We collected key demographic characteristics and behavioral indicators that could be related both to participants' physical exposure to alcohol outlets and to risk for assault, and may therefore confound relationships (e.g. whether they had ever carried a gun).

Neighborhood characteristics may also be related both to assault risk and to alcohol outlet density. Data to describe 26 neighborhood characteristics were obtained from four sources: Census 2010 data described demographic characteristics for the local resident population within Census block groups; tax parcel data from Philadelphia described land use; the 2008 Southeastern Pennsylvania Household Survey (39) described local population characteristics; and participant responses described perceptions of local areas. Similar to the approach for alcohol outlets, these spatially referenced data were converted to raster layers using kernel density estimation for point data and inverse distance weighting based on the centroids of polygon data. In a factor analysis, 23 characteristics loaded onto five factors: (i) neighborhood connectedness, (ii) income, (iii) vacancy, vandalism, violence, (iv) emergency services, and (v) race/ethnicity. The composition of these scales is described in a previous paper (15). The three variables not captured in the factor scales but included as independent variables in the current analysis were commercial land use (to account for the possibility that alcohol outlets mark for physical exposure to retail areas), population density (possibly representing guardianship) and the density of middle/high schools (also representing guardianship).

The units of analysis were the ten-minute segments nested within eight uniformly defined three-hour time phases (e.g. 4am to 6:59am). Two conditional logistic regression models estimated the (i) overall odds of non-gun assault compared to controls, or (ii) the overall odds of gun assault compared to controls. Both models included a fixed effect for the time phase, such that exposures for cases were compared to controls within the same three-hour period. This approach partially controlled for the possibility that segments were autocorrelated within participants.
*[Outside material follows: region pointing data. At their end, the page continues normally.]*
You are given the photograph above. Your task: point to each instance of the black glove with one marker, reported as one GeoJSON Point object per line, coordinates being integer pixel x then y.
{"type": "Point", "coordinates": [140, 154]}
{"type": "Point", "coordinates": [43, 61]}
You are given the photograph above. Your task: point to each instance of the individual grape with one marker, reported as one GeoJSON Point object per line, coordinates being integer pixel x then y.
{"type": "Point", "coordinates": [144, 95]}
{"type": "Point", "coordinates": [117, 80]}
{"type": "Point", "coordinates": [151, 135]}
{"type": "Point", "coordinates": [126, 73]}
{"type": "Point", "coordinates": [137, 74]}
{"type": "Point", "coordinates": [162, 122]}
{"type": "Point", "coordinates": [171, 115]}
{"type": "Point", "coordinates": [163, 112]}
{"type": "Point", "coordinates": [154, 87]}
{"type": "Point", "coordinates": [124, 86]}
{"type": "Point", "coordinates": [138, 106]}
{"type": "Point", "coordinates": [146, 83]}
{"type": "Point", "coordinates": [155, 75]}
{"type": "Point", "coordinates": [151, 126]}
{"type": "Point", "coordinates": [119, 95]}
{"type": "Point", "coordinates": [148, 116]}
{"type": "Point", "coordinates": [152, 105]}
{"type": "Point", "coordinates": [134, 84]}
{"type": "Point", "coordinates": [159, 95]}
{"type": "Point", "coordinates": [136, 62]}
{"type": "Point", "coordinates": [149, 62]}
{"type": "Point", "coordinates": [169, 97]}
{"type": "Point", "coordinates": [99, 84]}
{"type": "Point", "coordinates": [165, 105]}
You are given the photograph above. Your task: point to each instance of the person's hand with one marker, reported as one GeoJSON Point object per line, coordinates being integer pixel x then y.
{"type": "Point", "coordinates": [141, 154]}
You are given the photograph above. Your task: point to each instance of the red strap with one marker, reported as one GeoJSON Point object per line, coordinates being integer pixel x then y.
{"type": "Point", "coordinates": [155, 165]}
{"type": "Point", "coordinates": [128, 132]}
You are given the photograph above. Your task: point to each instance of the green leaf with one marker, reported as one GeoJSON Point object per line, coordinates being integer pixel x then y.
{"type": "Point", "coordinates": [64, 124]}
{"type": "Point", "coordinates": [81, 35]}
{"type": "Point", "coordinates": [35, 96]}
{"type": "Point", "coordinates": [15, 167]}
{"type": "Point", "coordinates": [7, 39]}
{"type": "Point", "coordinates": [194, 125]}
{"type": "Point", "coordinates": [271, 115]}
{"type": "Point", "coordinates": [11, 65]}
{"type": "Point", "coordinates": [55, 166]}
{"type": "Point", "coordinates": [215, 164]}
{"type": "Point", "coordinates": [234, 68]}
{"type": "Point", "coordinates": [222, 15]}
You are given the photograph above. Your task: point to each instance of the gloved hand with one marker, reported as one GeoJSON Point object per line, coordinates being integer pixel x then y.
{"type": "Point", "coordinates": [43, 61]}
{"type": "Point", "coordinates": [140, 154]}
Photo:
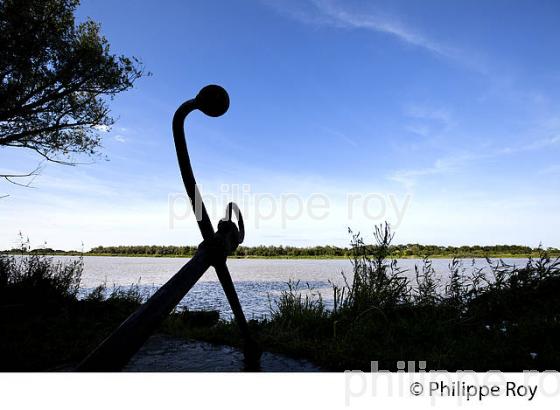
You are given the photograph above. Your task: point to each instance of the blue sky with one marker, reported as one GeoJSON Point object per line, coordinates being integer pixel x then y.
{"type": "Point", "coordinates": [450, 110]}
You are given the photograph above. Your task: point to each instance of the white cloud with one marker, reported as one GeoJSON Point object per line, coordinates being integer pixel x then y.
{"type": "Point", "coordinates": [331, 13]}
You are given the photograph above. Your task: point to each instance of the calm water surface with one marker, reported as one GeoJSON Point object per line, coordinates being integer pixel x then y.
{"type": "Point", "coordinates": [258, 281]}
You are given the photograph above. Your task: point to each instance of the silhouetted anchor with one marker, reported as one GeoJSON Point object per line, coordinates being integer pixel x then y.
{"type": "Point", "coordinates": [115, 351]}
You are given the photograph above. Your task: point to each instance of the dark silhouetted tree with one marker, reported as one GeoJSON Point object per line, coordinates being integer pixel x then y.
{"type": "Point", "coordinates": [56, 77]}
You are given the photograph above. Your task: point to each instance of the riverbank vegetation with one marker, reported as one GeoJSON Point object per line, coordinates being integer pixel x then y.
{"type": "Point", "coordinates": [287, 252]}
{"type": "Point", "coordinates": [506, 317]}
{"type": "Point", "coordinates": [44, 323]}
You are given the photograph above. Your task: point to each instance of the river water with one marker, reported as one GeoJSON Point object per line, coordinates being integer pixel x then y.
{"type": "Point", "coordinates": [258, 281]}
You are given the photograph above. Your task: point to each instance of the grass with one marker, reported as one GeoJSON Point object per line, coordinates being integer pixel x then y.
{"type": "Point", "coordinates": [43, 324]}
{"type": "Point", "coordinates": [505, 318]}
{"type": "Point", "coordinates": [508, 319]}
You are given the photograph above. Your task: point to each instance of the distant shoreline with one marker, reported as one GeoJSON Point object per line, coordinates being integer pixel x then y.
{"type": "Point", "coordinates": [288, 257]}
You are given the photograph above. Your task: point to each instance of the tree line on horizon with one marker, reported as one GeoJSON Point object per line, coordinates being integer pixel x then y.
{"type": "Point", "coordinates": [396, 251]}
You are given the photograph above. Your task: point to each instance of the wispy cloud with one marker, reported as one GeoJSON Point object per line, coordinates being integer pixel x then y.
{"type": "Point", "coordinates": [120, 138]}
{"type": "Point", "coordinates": [442, 166]}
{"type": "Point", "coordinates": [333, 13]}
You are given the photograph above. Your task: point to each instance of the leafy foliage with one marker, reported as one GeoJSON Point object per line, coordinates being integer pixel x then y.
{"type": "Point", "coordinates": [55, 75]}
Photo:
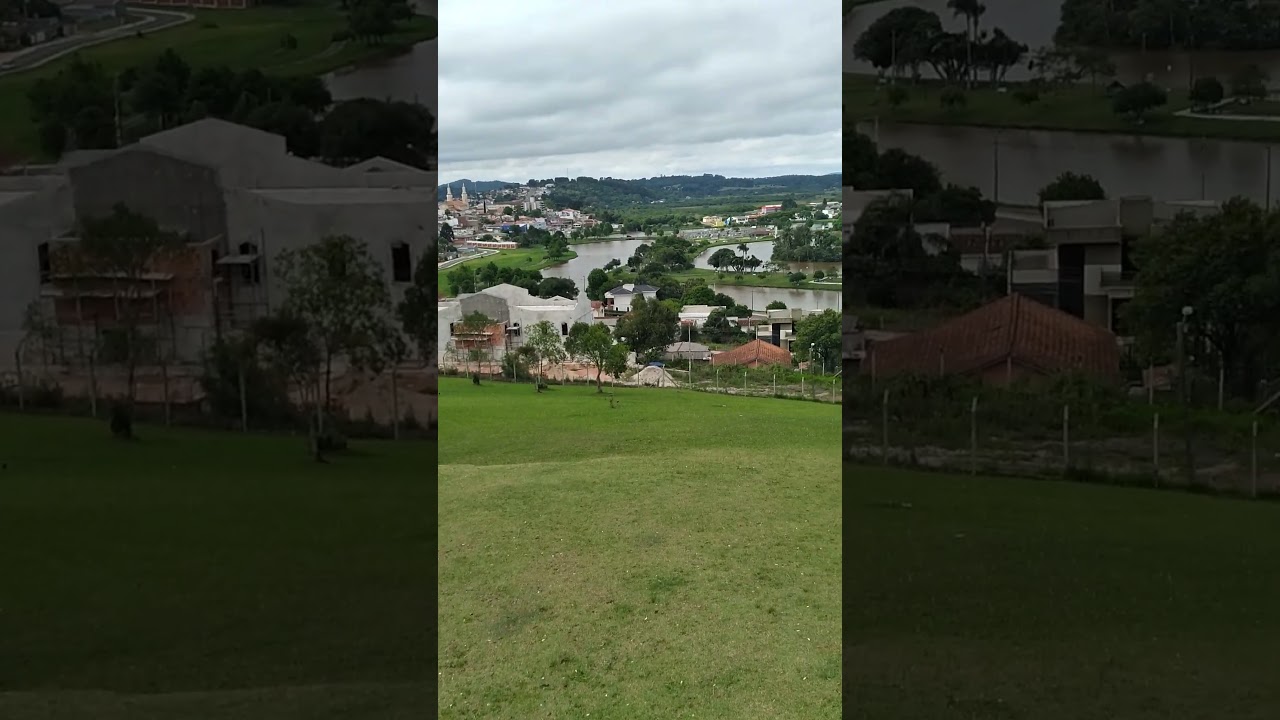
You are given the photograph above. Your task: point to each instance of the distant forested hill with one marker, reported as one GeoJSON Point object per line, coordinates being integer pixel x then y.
{"type": "Point", "coordinates": [615, 194]}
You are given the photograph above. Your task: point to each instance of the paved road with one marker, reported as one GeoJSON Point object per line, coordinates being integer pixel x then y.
{"type": "Point", "coordinates": [46, 53]}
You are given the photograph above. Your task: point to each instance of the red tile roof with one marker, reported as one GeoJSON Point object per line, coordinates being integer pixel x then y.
{"type": "Point", "coordinates": [755, 352]}
{"type": "Point", "coordinates": [1015, 328]}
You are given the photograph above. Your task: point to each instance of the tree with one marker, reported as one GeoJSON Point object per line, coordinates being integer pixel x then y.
{"type": "Point", "coordinates": [339, 291]}
{"type": "Point", "coordinates": [1070, 186]}
{"type": "Point", "coordinates": [1137, 100]}
{"type": "Point", "coordinates": [592, 343]}
{"type": "Point", "coordinates": [899, 39]}
{"type": "Point", "coordinates": [545, 345]}
{"type": "Point", "coordinates": [897, 169]}
{"type": "Point", "coordinates": [124, 246]}
{"type": "Point", "coordinates": [417, 311]}
{"type": "Point", "coordinates": [553, 287]}
{"type": "Point", "coordinates": [597, 283]}
{"type": "Point", "coordinates": [1226, 267]}
{"type": "Point", "coordinates": [823, 332]}
{"type": "Point", "coordinates": [1249, 82]}
{"type": "Point", "coordinates": [648, 328]}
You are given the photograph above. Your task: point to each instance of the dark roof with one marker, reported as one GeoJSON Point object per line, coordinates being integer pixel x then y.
{"type": "Point", "coordinates": [1015, 328]}
{"type": "Point", "coordinates": [755, 351]}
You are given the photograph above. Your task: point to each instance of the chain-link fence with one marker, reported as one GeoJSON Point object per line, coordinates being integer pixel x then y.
{"type": "Point", "coordinates": [1063, 428]}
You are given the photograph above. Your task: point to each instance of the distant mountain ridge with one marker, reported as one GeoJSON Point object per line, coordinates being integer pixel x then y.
{"type": "Point", "coordinates": [611, 192]}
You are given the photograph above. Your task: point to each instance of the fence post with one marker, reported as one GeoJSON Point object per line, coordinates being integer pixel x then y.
{"type": "Point", "coordinates": [1066, 438]}
{"type": "Point", "coordinates": [240, 377]}
{"type": "Point", "coordinates": [885, 428]}
{"type": "Point", "coordinates": [973, 436]}
{"type": "Point", "coordinates": [1253, 464]}
{"type": "Point", "coordinates": [394, 406]}
{"type": "Point", "coordinates": [92, 383]}
{"type": "Point", "coordinates": [1155, 447]}
{"type": "Point", "coordinates": [164, 382]}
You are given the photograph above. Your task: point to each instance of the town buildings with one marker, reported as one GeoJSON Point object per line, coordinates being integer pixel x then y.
{"type": "Point", "coordinates": [238, 196]}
All independent variables describing physical exposure to alcohol outlets, neighborhood conditions, and other behavioral and temporal characteristics were included in both models. Analyses included all segments for the controls, but only the final observation before the assault for cases. Gun assault cases were dropped from the non-gun assault model, and non-gun cases were dropped from the gun assault model. This procedure produced an overall estimate (i.e. aggregated over the whole day) of the odds ratio and 95% confidence interval for non-gun and gun assault per unit increase in physical exposure to alcohol outlets.
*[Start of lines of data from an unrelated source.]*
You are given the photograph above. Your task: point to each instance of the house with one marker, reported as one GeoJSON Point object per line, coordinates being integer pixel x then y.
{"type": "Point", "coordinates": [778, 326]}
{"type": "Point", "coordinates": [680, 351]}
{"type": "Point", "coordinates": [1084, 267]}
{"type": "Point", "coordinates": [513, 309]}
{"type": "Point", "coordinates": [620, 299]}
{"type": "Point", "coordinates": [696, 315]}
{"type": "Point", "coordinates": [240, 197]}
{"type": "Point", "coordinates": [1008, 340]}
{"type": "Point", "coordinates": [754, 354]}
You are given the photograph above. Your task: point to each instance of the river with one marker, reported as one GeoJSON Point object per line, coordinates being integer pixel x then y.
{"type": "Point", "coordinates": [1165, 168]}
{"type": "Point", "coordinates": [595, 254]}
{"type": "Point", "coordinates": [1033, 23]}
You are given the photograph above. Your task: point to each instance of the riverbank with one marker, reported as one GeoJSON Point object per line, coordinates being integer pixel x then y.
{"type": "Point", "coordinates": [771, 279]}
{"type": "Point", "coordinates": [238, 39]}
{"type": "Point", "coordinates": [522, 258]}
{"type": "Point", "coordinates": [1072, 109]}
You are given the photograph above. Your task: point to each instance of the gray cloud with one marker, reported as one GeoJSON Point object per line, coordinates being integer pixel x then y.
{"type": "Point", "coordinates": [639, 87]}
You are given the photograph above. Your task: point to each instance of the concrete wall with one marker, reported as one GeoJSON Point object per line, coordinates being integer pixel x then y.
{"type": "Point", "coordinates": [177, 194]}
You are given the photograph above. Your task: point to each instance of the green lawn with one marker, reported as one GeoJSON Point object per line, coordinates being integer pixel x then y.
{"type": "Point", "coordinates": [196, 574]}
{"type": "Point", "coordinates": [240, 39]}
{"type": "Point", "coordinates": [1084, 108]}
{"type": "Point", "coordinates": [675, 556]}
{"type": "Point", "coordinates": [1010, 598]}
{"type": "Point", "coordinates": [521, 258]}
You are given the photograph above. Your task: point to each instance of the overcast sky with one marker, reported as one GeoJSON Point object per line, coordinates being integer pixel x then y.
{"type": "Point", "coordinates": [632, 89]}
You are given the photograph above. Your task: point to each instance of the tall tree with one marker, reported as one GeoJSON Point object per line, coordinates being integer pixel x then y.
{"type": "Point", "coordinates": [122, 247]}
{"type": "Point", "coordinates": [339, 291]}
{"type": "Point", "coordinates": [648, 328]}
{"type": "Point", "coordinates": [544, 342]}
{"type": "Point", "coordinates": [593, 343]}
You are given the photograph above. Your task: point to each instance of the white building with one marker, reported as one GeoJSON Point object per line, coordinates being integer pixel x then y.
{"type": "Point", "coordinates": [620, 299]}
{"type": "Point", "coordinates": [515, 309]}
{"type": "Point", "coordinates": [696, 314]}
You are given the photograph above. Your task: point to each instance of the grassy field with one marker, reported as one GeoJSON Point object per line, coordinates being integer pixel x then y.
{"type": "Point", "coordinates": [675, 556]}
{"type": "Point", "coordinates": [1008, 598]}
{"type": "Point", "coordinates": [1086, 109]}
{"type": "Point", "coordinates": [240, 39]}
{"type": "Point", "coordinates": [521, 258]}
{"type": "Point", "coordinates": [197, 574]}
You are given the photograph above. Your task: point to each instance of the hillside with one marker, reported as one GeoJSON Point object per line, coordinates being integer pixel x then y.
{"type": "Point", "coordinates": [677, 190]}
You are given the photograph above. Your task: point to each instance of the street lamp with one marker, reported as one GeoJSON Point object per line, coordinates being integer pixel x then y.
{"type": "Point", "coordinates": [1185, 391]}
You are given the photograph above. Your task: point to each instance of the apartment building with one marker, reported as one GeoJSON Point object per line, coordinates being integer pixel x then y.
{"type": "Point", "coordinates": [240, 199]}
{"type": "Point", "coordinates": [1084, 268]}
We then conducted separate logistic regression models within each time phase, dropping cases whose assault event occurred outside the three-hour window. We thus produced time-of-day specific estimates for the relationships between proximity to alcohol outlets and the odds of assault. Given that proximity to alcohol outlets was calculated from the kernel density estimate then log transformed, individual parameter estimates are not easily interpretable, but the direction of the association and comparison within outlet types across day phases is informative.
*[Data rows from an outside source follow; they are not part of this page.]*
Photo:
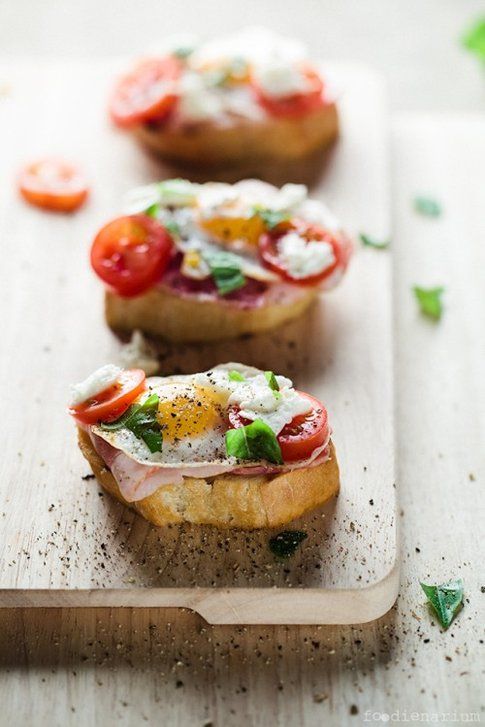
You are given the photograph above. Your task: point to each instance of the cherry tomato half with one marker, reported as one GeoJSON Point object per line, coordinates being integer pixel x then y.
{"type": "Point", "coordinates": [297, 104]}
{"type": "Point", "coordinates": [146, 93]}
{"type": "Point", "coordinates": [131, 253]}
{"type": "Point", "coordinates": [53, 184]}
{"type": "Point", "coordinates": [301, 436]}
{"type": "Point", "coordinates": [269, 252]}
{"type": "Point", "coordinates": [111, 403]}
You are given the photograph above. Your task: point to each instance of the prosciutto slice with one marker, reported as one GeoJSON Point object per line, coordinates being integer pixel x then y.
{"type": "Point", "coordinates": [137, 481]}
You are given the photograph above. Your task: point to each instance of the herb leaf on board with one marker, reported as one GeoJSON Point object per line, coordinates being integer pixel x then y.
{"type": "Point", "coordinates": [429, 301]}
{"type": "Point", "coordinates": [285, 543]}
{"type": "Point", "coordinates": [445, 600]}
{"type": "Point", "coordinates": [368, 241]}
{"type": "Point", "coordinates": [427, 206]}
{"type": "Point", "coordinates": [474, 39]}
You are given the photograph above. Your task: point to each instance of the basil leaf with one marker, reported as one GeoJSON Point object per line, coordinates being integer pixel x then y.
{"type": "Point", "coordinates": [172, 227]}
{"type": "Point", "coordinates": [429, 300]}
{"type": "Point", "coordinates": [285, 543]}
{"type": "Point", "coordinates": [153, 210]}
{"type": "Point", "coordinates": [271, 218]}
{"type": "Point", "coordinates": [255, 441]}
{"type": "Point", "coordinates": [474, 39]}
{"type": "Point", "coordinates": [446, 600]}
{"type": "Point", "coordinates": [372, 242]}
{"type": "Point", "coordinates": [142, 420]}
{"type": "Point", "coordinates": [183, 52]}
{"type": "Point", "coordinates": [273, 384]}
{"type": "Point", "coordinates": [427, 206]}
{"type": "Point", "coordinates": [235, 376]}
{"type": "Point", "coordinates": [225, 269]}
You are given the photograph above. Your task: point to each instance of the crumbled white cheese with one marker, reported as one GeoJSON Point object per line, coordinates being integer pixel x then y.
{"type": "Point", "coordinates": [302, 258]}
{"type": "Point", "coordinates": [139, 354]}
{"type": "Point", "coordinates": [254, 45]}
{"type": "Point", "coordinates": [278, 78]}
{"type": "Point", "coordinates": [289, 197]}
{"type": "Point", "coordinates": [97, 382]}
{"type": "Point", "coordinates": [198, 101]}
{"type": "Point", "coordinates": [214, 195]}
{"type": "Point", "coordinates": [256, 400]}
{"type": "Point", "coordinates": [312, 210]}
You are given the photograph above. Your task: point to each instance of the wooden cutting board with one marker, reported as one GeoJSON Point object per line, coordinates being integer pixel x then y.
{"type": "Point", "coordinates": [62, 541]}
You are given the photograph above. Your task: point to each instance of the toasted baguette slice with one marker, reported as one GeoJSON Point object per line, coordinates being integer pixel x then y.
{"type": "Point", "coordinates": [229, 501]}
{"type": "Point", "coordinates": [161, 312]}
{"type": "Point", "coordinates": [245, 145]}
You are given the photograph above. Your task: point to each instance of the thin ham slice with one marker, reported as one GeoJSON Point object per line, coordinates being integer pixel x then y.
{"type": "Point", "coordinates": [137, 481]}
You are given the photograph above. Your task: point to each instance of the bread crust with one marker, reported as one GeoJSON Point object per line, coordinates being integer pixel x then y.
{"type": "Point", "coordinates": [228, 501]}
{"type": "Point", "coordinates": [162, 312]}
{"type": "Point", "coordinates": [246, 145]}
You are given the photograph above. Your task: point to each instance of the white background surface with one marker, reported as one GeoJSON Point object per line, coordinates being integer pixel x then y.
{"type": "Point", "coordinates": [415, 43]}
{"type": "Point", "coordinates": [164, 667]}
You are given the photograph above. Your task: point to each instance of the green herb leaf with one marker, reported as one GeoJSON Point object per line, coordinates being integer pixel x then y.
{"type": "Point", "coordinates": [183, 52]}
{"type": "Point", "coordinates": [235, 376]}
{"type": "Point", "coordinates": [153, 210]}
{"type": "Point", "coordinates": [446, 600]}
{"type": "Point", "coordinates": [271, 218]}
{"type": "Point", "coordinates": [372, 242]}
{"type": "Point", "coordinates": [285, 543]}
{"type": "Point", "coordinates": [225, 268]}
{"type": "Point", "coordinates": [172, 227]}
{"type": "Point", "coordinates": [142, 420]}
{"type": "Point", "coordinates": [474, 39]}
{"type": "Point", "coordinates": [429, 300]}
{"type": "Point", "coordinates": [255, 441]}
{"type": "Point", "coordinates": [273, 384]}
{"type": "Point", "coordinates": [427, 206]}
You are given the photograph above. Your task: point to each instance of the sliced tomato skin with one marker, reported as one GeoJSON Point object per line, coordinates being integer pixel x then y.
{"type": "Point", "coordinates": [131, 253]}
{"type": "Point", "coordinates": [140, 96]}
{"type": "Point", "coordinates": [297, 104]}
{"type": "Point", "coordinates": [111, 403]}
{"type": "Point", "coordinates": [268, 251]}
{"type": "Point", "coordinates": [53, 184]}
{"type": "Point", "coordinates": [301, 436]}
Spatial data management was performed using ArcGIS v10.1 (40). Parameters for the regression models were estimated using Stata v14 (41).

We conducted several specification tests to reduce the likelihood that observed relationships were artefacts of model construction. First, after comparing individual-level participant characteristics for cases vs. controls using Students t-test for continuous measures and Chi-square tests for categorical measures, we adjusted our main effects analyses for variables where the groups differed systematically. Second, a correlation matrix for the logged alcohol outlet variables demonstrates that these measures were moderately collinear (Table 1). After systematically removing one and then two of the alcohol outlet variables, we repeated the conditional logistic regression and the logistic regression models. Finally, we then tested alternate time-phases (e.g., two-hour periods, four-hour periods), and further stratified the analyses by age (< or ≥ 18).